The Wall Street bank, along with Bank of America Private Bank, announced the rollout of Meeting Journey this week, an AI-powered tool designed to automate client meetings, handling everything from gathering recent client activity and insights beforehand, to following up with notes and next best actions afterward. The technology can save advisors as much as four hours per meeting, according to a release, which sounds like a lot. If the promised efficiencies hold up, however, tools like this could fundamentally reshape how advisors allocate the hours in their day. Basically, AI handles the paperwork, advisors handle the people.
“This is time our teams are reinvesting into client engagement,” said Shimna Sameer of BofA Private Bank.

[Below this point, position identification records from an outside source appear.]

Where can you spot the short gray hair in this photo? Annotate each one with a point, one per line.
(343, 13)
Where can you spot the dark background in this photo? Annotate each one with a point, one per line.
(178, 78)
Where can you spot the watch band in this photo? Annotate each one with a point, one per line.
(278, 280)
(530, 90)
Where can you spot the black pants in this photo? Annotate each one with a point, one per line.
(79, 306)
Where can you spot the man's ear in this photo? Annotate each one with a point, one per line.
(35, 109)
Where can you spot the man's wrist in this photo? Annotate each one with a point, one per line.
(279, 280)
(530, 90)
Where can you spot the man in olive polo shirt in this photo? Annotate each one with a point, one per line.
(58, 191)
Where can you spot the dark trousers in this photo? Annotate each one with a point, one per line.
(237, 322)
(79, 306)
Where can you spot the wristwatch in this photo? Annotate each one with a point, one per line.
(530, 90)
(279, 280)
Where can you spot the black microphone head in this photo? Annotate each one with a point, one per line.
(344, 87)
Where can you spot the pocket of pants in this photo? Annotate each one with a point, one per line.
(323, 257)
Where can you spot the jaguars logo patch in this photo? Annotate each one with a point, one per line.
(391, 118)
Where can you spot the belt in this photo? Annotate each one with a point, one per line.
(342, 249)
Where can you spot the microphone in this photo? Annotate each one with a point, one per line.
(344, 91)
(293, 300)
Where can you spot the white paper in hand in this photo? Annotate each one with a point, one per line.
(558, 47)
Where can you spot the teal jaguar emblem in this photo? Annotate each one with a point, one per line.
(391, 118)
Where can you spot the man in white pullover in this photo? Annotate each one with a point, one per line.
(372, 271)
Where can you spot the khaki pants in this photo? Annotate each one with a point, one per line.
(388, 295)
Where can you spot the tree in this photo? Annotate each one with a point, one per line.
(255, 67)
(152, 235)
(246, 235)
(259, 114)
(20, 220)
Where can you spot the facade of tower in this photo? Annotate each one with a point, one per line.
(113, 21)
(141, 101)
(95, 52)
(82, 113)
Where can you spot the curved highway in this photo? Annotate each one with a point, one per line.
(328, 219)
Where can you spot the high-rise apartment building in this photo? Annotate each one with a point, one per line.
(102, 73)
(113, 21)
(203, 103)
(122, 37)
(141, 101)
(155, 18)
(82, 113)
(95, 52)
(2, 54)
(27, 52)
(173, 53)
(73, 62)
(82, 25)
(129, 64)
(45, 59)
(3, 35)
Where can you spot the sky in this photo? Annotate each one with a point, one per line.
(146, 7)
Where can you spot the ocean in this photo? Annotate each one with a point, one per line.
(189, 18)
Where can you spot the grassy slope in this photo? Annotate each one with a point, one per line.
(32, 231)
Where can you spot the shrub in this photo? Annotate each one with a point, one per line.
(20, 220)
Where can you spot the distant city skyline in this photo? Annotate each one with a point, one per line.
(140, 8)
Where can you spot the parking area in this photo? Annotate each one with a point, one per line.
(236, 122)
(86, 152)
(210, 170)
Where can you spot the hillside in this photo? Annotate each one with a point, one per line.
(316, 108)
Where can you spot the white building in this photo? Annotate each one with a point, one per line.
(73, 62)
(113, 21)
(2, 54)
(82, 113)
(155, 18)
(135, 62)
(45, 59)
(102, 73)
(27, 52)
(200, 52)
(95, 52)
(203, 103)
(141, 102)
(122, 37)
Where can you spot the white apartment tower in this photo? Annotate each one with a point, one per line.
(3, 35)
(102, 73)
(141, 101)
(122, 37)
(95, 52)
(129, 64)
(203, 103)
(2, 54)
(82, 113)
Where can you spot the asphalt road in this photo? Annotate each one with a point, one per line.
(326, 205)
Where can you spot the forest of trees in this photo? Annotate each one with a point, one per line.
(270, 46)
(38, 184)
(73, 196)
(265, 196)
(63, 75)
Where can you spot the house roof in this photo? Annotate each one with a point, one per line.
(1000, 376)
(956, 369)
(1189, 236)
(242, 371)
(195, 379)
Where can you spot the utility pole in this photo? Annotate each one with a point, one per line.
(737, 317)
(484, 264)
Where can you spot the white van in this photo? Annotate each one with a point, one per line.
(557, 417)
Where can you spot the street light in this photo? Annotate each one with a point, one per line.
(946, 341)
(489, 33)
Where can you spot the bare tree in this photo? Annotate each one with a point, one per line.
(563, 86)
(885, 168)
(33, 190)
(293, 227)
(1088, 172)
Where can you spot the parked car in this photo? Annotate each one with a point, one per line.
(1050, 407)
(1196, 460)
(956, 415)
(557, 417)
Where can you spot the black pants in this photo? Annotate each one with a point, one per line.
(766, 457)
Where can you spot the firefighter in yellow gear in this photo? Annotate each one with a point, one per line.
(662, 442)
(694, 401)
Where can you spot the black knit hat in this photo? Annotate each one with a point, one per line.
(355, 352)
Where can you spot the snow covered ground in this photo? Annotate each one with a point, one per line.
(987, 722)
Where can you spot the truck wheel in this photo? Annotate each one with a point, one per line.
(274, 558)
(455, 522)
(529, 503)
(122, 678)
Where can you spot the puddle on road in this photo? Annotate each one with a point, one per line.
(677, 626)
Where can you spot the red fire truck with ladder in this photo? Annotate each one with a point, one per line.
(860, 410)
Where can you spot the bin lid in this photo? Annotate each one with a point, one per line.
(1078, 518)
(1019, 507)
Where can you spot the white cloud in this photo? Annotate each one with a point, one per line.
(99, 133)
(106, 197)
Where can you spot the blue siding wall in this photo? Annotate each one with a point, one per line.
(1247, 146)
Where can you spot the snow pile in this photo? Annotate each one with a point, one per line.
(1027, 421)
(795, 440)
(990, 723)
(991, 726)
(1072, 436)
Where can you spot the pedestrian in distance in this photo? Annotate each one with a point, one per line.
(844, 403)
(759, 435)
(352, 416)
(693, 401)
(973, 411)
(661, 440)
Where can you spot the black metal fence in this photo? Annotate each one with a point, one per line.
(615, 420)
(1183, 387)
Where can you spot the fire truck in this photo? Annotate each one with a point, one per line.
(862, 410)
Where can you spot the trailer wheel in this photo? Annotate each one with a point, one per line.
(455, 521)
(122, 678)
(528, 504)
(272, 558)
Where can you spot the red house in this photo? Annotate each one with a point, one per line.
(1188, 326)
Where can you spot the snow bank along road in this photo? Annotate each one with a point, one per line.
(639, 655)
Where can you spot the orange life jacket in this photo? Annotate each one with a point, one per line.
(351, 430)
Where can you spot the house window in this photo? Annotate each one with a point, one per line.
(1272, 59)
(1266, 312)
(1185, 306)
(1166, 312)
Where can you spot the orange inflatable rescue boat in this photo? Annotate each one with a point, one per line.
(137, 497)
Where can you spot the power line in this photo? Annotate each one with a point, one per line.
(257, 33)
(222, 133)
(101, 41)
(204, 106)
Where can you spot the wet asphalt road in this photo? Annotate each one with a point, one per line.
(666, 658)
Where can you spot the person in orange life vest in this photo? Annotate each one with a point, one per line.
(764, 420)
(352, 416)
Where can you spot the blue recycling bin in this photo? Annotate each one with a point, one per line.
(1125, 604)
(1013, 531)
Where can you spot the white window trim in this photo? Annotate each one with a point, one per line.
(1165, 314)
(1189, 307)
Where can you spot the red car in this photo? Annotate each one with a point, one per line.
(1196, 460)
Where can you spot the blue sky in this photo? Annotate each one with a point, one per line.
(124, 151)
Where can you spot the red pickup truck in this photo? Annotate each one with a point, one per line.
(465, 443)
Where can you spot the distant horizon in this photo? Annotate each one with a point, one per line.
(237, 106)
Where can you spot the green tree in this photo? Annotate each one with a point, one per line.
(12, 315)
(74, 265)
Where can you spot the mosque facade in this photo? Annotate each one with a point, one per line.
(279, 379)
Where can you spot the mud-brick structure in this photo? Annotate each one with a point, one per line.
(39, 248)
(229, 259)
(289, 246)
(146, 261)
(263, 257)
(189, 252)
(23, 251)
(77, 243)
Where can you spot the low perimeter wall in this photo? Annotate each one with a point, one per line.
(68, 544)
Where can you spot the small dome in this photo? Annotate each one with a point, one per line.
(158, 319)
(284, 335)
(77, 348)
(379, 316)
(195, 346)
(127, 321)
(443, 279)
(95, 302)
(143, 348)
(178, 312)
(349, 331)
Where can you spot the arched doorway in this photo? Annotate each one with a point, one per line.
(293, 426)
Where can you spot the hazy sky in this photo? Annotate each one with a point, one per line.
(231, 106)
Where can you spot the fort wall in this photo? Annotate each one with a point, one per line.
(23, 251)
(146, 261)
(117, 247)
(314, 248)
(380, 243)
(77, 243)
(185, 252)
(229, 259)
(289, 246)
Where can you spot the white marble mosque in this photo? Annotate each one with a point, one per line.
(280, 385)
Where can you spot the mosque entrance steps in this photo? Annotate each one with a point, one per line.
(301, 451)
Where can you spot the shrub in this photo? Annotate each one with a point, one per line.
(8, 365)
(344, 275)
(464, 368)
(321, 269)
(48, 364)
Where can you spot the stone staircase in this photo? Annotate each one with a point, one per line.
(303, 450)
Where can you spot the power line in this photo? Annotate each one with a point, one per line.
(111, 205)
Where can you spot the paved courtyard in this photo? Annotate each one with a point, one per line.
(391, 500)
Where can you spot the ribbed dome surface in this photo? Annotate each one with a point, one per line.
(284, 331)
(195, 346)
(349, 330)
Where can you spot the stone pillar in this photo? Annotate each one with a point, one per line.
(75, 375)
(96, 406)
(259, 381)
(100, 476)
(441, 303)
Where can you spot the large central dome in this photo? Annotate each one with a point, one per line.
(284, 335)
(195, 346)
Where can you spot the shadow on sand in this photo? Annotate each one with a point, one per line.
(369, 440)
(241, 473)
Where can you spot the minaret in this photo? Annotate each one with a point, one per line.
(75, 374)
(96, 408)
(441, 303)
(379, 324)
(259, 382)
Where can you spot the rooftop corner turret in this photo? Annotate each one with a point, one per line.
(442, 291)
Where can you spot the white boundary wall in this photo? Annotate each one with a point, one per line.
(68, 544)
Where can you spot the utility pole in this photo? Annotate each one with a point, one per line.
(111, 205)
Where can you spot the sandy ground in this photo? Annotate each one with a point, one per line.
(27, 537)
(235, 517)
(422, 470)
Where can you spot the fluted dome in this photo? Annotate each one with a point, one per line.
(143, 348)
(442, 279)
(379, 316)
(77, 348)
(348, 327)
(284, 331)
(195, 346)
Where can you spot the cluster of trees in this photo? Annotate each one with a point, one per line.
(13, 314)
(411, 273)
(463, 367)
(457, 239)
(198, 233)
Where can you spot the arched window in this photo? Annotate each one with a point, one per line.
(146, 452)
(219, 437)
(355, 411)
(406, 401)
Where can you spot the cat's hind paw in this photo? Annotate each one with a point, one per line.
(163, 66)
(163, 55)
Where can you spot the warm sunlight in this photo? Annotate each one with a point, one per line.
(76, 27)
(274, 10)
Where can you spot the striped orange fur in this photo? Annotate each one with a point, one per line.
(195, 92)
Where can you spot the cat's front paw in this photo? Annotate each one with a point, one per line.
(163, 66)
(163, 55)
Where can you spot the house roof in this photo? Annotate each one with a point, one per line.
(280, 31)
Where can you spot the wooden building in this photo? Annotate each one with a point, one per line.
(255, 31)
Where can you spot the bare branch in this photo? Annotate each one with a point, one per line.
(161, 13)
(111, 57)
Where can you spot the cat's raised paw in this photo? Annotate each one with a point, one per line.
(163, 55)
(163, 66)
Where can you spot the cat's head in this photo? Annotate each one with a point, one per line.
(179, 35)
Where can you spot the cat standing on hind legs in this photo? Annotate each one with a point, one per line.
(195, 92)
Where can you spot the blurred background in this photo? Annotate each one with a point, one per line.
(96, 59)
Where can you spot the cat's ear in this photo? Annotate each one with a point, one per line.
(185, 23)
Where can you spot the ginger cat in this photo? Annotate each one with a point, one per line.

Life’s All About the Journey
During virtual client calls, the new Merrill tool acts as an AI notetaker, capturing highlights and sharing summaries. Afterward, it generates follow-ups, action items and documentation based on the conversation. BofA said it invests roughly $13.5 billion annually in technology, with $4 billion earmarked for new initiatives like AI. “[Merrill] is utilizing note takers as an information capture to then power downstream workflows — or at least that’s the goal,” said Jason Pereira, a CFP and financial planner at Woodgate Financial, adding that it’s “impossible to summarize” how much time AI tools are saving advisors at his own firm. “The efficiency gains that I managed to eke out have definitely led to more time related to content and other client-facing activities that will continue to fuel growth.”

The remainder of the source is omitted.